Iron Ore Set for Worst Month Since October on Demand Concerns

Iron ore futures in Singapore were on track for the largest monthly decline since October as demand uncertainties flare, while a top global steelmaker warned conditions will remain tough for the rest of the year.

(Bloomberg) — Iron ore futures in Singapore were on track for the largest monthly decline since October as demand uncertainties flare, while a top global steelmaker warned conditions will remain tough for the rest of the year.

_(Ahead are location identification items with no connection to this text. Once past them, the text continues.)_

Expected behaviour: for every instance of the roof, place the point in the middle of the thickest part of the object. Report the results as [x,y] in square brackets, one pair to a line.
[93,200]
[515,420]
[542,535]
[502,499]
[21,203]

The steel-making staple has lost almost 17% in April and briefly dipped below $100 a ton earlier this week. China’s weaker-than-expected peak construction season, which runs from April through June, has taken a heavy toll on prices after a bullish start to 2023.

Read more: China’s Property Pain Deflates ‘Overhyped’ Iron Ore Market

On Thursday, a China Baowu Steel Group unit said the domestic and global environment for steelmakers remains “severe” and Chinese demand will continue to slow this year. It sounded the alarm after the China Iron & Steel Association said steel firms should curb loss-making output after a period of disappointing demand and falling prices.

Inventory levels at major Chinese mills rose in mid-April compared with early April, while daily production slipped. 

Meanwhile, the world’s No. 2 iron ore miner Vale SA said it sees demand growth slightly ahead of supply, adding that its clients are in a “wait-and-see mode” when it comes to China’s property market.

Iron ore was steady at $103.80 a ton as of 3:22 p.m. in Singapore, and the monthly loss was close to October’s 17.7% decline. Futures in Dalian were little changed, while steel futures slipped in Shanghai.